Consider a computer program $f = f_{N} \circ \dots \circ f_{1}$ composed of elemental mathematical building blocks $f_{n}$ and intermediate vector-valued states

x_{n + 1} = f_{n + 1} (x_{n}) .

We are interested in computing the output $y = f (x)$ and its gradient $\frac{d f}{d x} (x)$ for a given input $x$ . The chain rule states that

\frac{d f}{d x} = \frac{d f_{N}}{d x_{N - 1}} \frac{d f_{N - 1}}{d x_{N - 2}} \dots \frac{d f_{2}}{d x_{1}} \frac{d f_{1}}{d x},

where $\frac{d f_{n + 1}}{d x_{n}} = \frac{d f_{n + 1}}{d x_{n}} (x_{n})$ is the Jacobian matrix of $f_{n + 1}$ at the point $x_{n}$ . The size is $size (x_{n + 1}) \times size (x_{n})$ . In particular, if the input size is larger than the output size, the Jacobian is a "flat" matrix (and "tall" in the other case).

By associativity of matrix multiplication, i.e. $(A B) C = A (B C)$ for all matrices $A$ , $B$ , and $C$ , we can choose to write the chain rule in two ways:

\begin{aligned} \frac{d f}{d x} & = \frac{d f_{N}}{d x_{N - 1}} (\dots \frac{d f_{3}}{d x_{2}} (\frac{d f_{2}}{d x_{1}} (\frac{d f_{1}}{d x})) \dots) \\ = (\dots ((\frac{d f_{N}}{d x_{N - 1}}) \frac{d f_{N - 1}}{d x_{N - 2}}) \frac{d f_{N - 2}}{d x_{N - 3}} \dots) \frac{d f_{1}}{d x} . \end{aligned}

The first form, where we evaluate the expression from right to left, is called forward mode differentiation. The second form, where we evaluate the expression from left to right, is called reverse mode differentiation. In both cases, when we evaluate the full gradient, we do not need to build all these Jacobian matrices explicitly (which could be costly for large sizes). Instead, it is sufficient to be able to compute the Jacobian-vector products for forward mode and vector-Jacobian products for reverse mode.

Forward mode differentiation

The pushforward function (or Jacobian-vector product) of a differentiable function $f$ is defined as

\dot{f} (x, \dot{x}) = \frac{d f}{d x} (x) \dot{x},

where $x$ is a given state vector and $\dot{x}$ is a gradient seed being "pushed forward" in the computational chain. The seed $\dot{x}$ can be a column vector or a matrix (collection of column vectors) of the same size as $x$ .

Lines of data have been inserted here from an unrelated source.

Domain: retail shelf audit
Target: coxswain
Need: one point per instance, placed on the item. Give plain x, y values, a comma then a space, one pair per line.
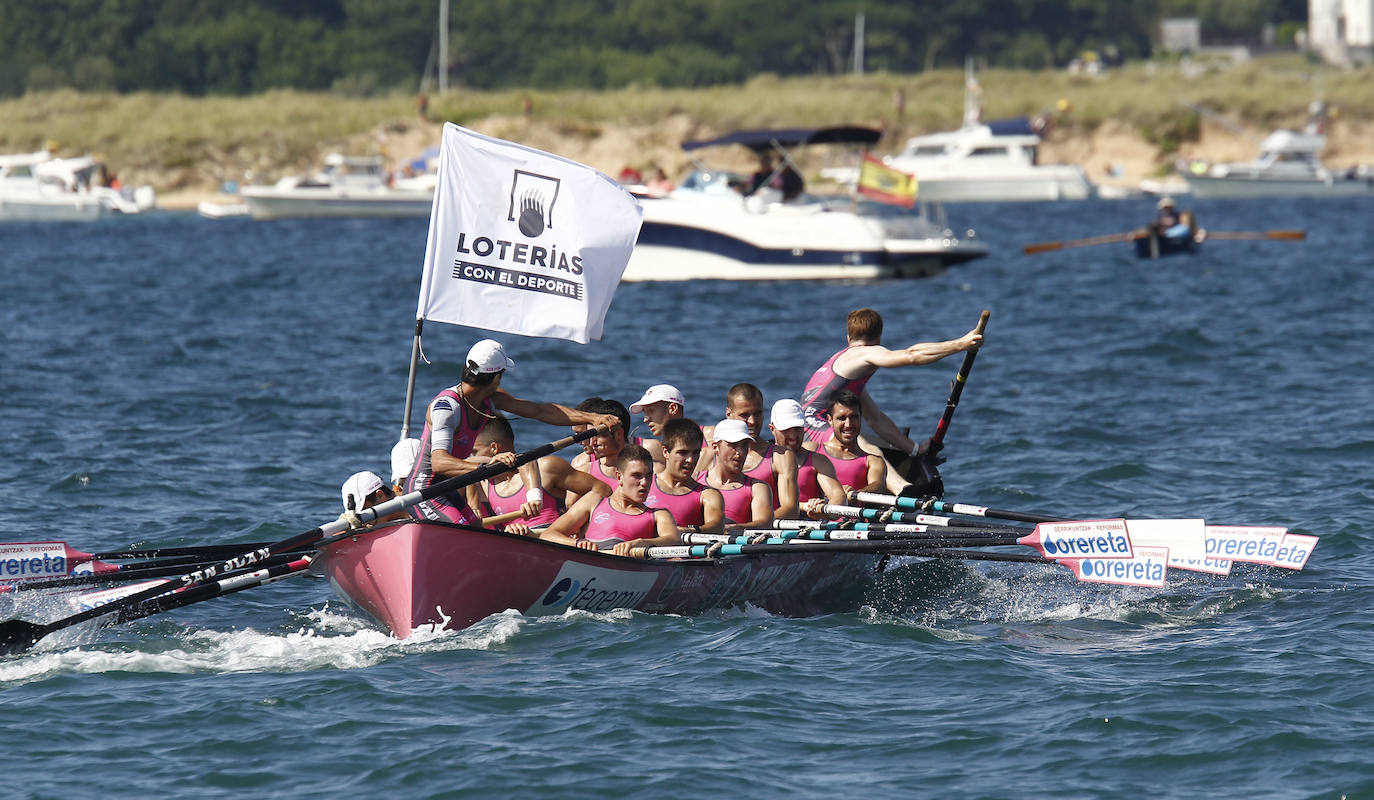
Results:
454, 418
661, 402
537, 501
620, 523
852, 367
748, 501
691, 502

Since both the gradients and the states can be computed at the same time, a sequential program $f = f_{N} \circ \dots \circ f_{1}$ can be executed with a single for-loop without saving any intermediate states:

Initialize the state $x_{0} = x$ and the seed ${\dot{x}}_{0} = I (x)$ given as an identity matrix of the same size as $x$ .
For $n \in {0, \dots, N - 1}$ , compute $\begin{aligned} x_{n + 1} & = f_{n + 1} (x_{n}), \\ {\dot{x}}_{n + 1} & = {\dot{f}}_{n + 1} (x_{n}, {\dot{x}}_{n}) . \end{aligned}$ Now $x_{n}$ and ${\dot{x}}_{n}$ are no longer needed and can be discarded.
Return the full gradient ${\dot{x}}_{N} = \frac{d f}{d x} (x)$ .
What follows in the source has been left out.